A new study, which included input from University College Dublin’s Professor Barbara Dooley and published in The Lancet Psychiatry Journal, concludes that the overall need for mental health support for people aged between 10 and 24 has increased by 50% over the past two decades.

Mental illnesses now account for 45% of the overall burden of disease internationally in people in that group. 

Three quarters of such incidences have manifested by the age of 25.

The report cites intergenerational inequality, unregulated social media, precarity of employment, a lack of access to housing, and the climate crisis as principal factors “driving a global surge in mental ill health among youth.” 
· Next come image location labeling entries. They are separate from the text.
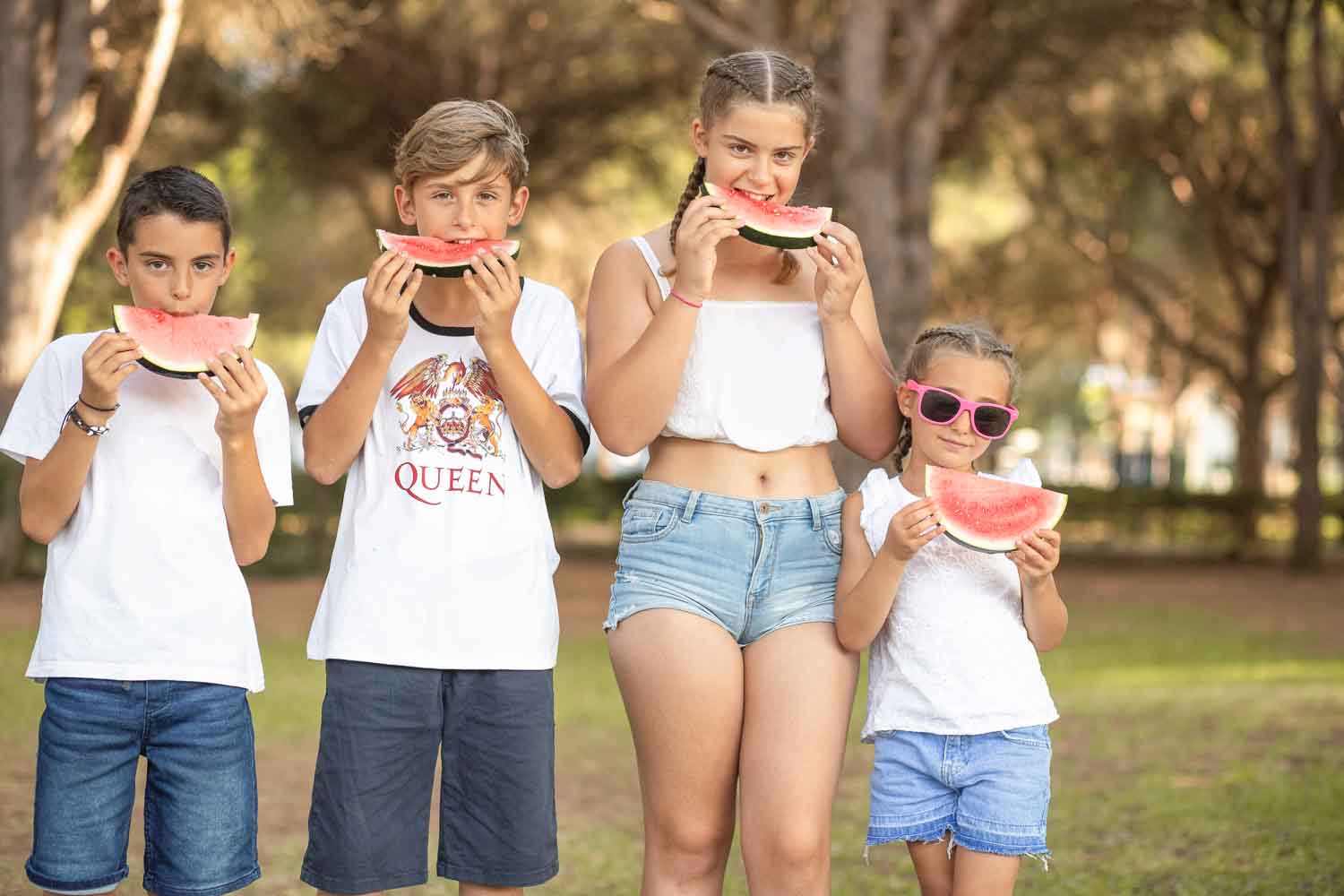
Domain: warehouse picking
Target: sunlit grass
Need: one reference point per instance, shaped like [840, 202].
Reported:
[1193, 756]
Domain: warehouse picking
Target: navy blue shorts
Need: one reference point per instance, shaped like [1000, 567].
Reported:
[383, 728]
[201, 786]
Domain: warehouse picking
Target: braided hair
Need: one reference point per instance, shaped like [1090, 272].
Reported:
[762, 77]
[962, 339]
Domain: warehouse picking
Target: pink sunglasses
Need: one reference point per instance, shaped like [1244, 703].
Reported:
[941, 408]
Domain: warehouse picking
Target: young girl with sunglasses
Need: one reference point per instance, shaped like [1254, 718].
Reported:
[957, 704]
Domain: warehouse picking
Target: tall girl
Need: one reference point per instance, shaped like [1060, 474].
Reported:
[736, 365]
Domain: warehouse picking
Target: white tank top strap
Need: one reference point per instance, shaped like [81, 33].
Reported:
[655, 265]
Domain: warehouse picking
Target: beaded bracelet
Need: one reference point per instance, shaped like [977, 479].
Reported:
[683, 298]
[101, 410]
[88, 429]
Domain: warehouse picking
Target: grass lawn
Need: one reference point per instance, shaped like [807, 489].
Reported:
[1201, 747]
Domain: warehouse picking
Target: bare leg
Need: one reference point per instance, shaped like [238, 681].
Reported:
[798, 694]
[933, 866]
[984, 874]
[680, 677]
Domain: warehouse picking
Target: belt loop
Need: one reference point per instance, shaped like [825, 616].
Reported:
[688, 511]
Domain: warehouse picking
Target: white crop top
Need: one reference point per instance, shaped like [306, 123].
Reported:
[755, 375]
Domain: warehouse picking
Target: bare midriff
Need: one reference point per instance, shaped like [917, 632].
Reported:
[728, 469]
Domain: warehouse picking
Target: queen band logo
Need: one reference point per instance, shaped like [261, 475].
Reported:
[451, 405]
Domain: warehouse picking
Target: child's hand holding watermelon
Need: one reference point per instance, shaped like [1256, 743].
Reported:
[1037, 555]
[496, 287]
[914, 527]
[239, 389]
[107, 363]
[839, 271]
[389, 290]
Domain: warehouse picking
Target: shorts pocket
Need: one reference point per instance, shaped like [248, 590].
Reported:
[1030, 735]
[642, 522]
[831, 535]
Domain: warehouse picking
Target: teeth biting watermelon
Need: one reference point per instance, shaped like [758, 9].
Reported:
[179, 344]
[438, 257]
[771, 223]
[991, 514]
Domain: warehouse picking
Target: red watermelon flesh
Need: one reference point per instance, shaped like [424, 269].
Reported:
[438, 257]
[771, 223]
[986, 513]
[179, 344]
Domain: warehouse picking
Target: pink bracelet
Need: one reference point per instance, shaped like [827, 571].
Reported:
[683, 298]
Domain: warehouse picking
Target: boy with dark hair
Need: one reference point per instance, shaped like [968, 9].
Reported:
[150, 493]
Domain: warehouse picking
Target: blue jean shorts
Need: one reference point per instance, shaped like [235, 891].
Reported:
[992, 790]
[201, 786]
[383, 731]
[750, 565]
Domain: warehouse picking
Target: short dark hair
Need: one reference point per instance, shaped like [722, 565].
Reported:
[175, 191]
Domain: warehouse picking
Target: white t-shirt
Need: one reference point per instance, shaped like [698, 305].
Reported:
[445, 554]
[953, 656]
[142, 582]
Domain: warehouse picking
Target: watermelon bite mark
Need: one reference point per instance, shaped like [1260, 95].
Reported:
[179, 344]
[771, 223]
[991, 514]
[438, 257]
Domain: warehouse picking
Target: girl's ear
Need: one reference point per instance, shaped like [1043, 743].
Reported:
[699, 139]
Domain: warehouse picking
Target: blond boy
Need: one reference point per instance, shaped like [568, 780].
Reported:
[446, 403]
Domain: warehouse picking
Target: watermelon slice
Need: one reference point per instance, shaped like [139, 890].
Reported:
[179, 344]
[771, 223]
[438, 257]
[991, 514]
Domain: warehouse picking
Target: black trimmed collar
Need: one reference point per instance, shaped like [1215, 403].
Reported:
[435, 328]
[449, 331]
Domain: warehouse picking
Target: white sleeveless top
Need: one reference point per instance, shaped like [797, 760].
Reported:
[953, 656]
[755, 375]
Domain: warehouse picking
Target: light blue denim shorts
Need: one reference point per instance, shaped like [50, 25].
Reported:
[201, 786]
[992, 790]
[750, 565]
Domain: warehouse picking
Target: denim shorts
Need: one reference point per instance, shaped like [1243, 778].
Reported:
[992, 791]
[383, 729]
[750, 565]
[201, 786]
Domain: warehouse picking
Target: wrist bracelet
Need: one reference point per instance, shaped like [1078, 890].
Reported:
[101, 410]
[73, 416]
[685, 300]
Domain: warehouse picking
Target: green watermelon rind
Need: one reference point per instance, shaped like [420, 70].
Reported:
[766, 237]
[992, 546]
[168, 368]
[433, 269]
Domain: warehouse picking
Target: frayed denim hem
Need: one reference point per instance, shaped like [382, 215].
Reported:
[933, 833]
[925, 831]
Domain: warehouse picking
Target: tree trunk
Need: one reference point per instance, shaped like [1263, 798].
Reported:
[1250, 463]
[887, 160]
[866, 185]
[47, 109]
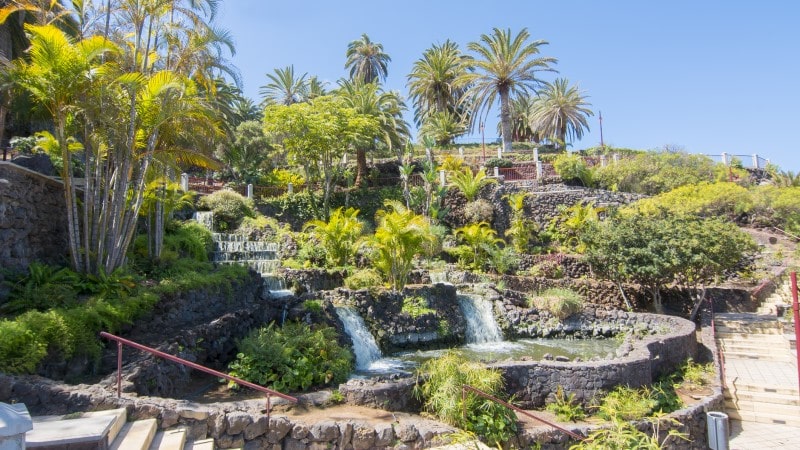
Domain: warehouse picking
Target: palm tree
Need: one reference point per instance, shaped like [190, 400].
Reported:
[366, 60]
[560, 111]
[432, 82]
[387, 107]
[505, 66]
[284, 88]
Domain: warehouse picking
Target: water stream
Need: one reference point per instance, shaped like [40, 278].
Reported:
[364, 346]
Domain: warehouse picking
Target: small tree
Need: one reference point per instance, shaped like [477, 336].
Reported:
[339, 235]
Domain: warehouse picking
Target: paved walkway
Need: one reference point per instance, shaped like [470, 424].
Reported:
[762, 436]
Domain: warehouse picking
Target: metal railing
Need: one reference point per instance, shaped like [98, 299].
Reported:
[467, 388]
[122, 341]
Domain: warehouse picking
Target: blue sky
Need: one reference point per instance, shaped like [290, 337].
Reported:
[708, 76]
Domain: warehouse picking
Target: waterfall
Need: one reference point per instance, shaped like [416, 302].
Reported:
[364, 346]
[481, 324]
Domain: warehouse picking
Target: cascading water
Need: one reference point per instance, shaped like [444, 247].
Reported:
[481, 324]
[364, 346]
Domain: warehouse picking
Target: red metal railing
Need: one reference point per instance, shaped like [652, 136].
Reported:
[122, 341]
[467, 388]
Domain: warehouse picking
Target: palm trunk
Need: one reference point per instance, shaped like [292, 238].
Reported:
[505, 117]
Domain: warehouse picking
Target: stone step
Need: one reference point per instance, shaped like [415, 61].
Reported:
[778, 419]
[79, 431]
[202, 444]
[762, 397]
[169, 440]
[136, 435]
[764, 408]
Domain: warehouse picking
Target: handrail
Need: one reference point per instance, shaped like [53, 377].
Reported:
[466, 387]
[120, 341]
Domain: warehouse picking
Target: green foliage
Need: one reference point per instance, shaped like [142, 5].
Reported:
[339, 236]
[498, 162]
[364, 279]
[292, 358]
[560, 302]
[401, 235]
[652, 173]
[479, 240]
[627, 403]
[565, 407]
[416, 306]
[479, 211]
[704, 200]
[229, 208]
[470, 184]
[572, 168]
[441, 393]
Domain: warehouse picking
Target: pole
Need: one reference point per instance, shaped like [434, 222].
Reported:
[796, 314]
[602, 145]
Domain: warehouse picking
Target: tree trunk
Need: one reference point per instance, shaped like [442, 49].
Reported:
[361, 167]
[505, 117]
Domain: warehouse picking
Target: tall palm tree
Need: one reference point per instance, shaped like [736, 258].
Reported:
[387, 107]
[560, 111]
[505, 66]
[284, 88]
[432, 82]
[366, 60]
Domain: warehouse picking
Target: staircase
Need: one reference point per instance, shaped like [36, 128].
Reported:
[102, 430]
[760, 363]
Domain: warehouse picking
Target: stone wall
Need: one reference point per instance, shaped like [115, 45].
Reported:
[33, 224]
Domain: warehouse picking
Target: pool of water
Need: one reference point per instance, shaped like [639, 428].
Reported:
[534, 349]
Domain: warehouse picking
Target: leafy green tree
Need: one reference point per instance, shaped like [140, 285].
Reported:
[315, 134]
[470, 184]
[433, 85]
[560, 111]
[339, 235]
[400, 236]
[480, 241]
[386, 108]
[505, 67]
[366, 60]
[284, 88]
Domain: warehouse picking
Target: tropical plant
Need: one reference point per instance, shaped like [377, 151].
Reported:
[386, 108]
[479, 239]
[442, 395]
[560, 111]
[366, 60]
[339, 236]
[504, 67]
[399, 237]
[432, 83]
[284, 88]
[469, 183]
[293, 357]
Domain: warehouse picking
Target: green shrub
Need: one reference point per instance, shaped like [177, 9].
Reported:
[627, 403]
[363, 279]
[416, 306]
[565, 407]
[293, 357]
[441, 393]
[559, 302]
[229, 208]
[572, 168]
[20, 349]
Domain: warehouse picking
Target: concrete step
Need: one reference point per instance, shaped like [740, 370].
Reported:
[747, 416]
[76, 431]
[203, 444]
[762, 397]
[169, 440]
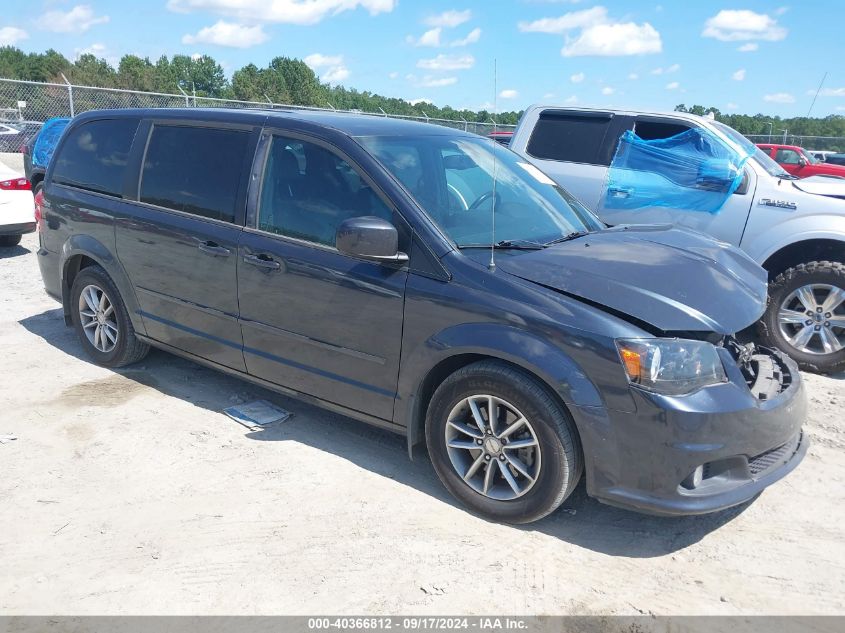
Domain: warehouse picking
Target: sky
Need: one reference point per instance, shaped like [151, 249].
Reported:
[743, 56]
A new study concludes that the overall need for mental health support for people aged between 10 and 24 has increased by 50% over the past two decades.
A new study concludes that the overall need for mental health support for people aged between 10 and 24 has increased by 50% over the past two decades.

It was published in the same week that Sinn Féin launched its own mental health action plan with its commitment to replace the current Child and Adolescent Mental Health Services (Camhs) system.

Recent reviews have highlighted, among other worries, long waiting lists for high-risk referrals and children being prescribed “inappropriate medication”.

This picture of a service at breaking point and lacking both staff and bed capacity must worry us, and all the more so because it has been well-publicised during a decade of inaction.

There is a bill before the Cabinet which promises a significant overhaul of the State’s mental health laws and which Minister Mary Butler says “will further modernise, reform, and protect the rights of people with mental health difficulties in the decades ahead”. 

But an upgrade is long overdue, and delays are dangerous, not only to sufferers but to victims as well.

In Britain, which struggles with similar problems and the failures of what was once described as “care in the community” — in effect a cost-saving programme — there are manifest examples of the lack of joined-up thinking.

These can be seen in the instances of derelict people on the streets and, at their grimmest, in moments of inexplicable violence such as the case last year in Nottingham where the daughter of an Irish mother was killed by a man suffering from paranoid schizophrenia.

Valdo Calocane, 32, stabbed students Barnaby Webber and Grace O’Malley-Kumar, both aged 19, and school caretaker Ian Coates, 65. 

Grace was the granddaughter of a professor emeritus who was a former chief executive of the Royal College of Surgeons in Ireland.

Calocane was sectioned four times in the past three years, and regularly lied to his doctor about taking his anti-psychotic medication.

These cases are, sadly, not a rarity. 

The era when mental illness could be downgraded to “one of those unfortunate things” is well and truly over.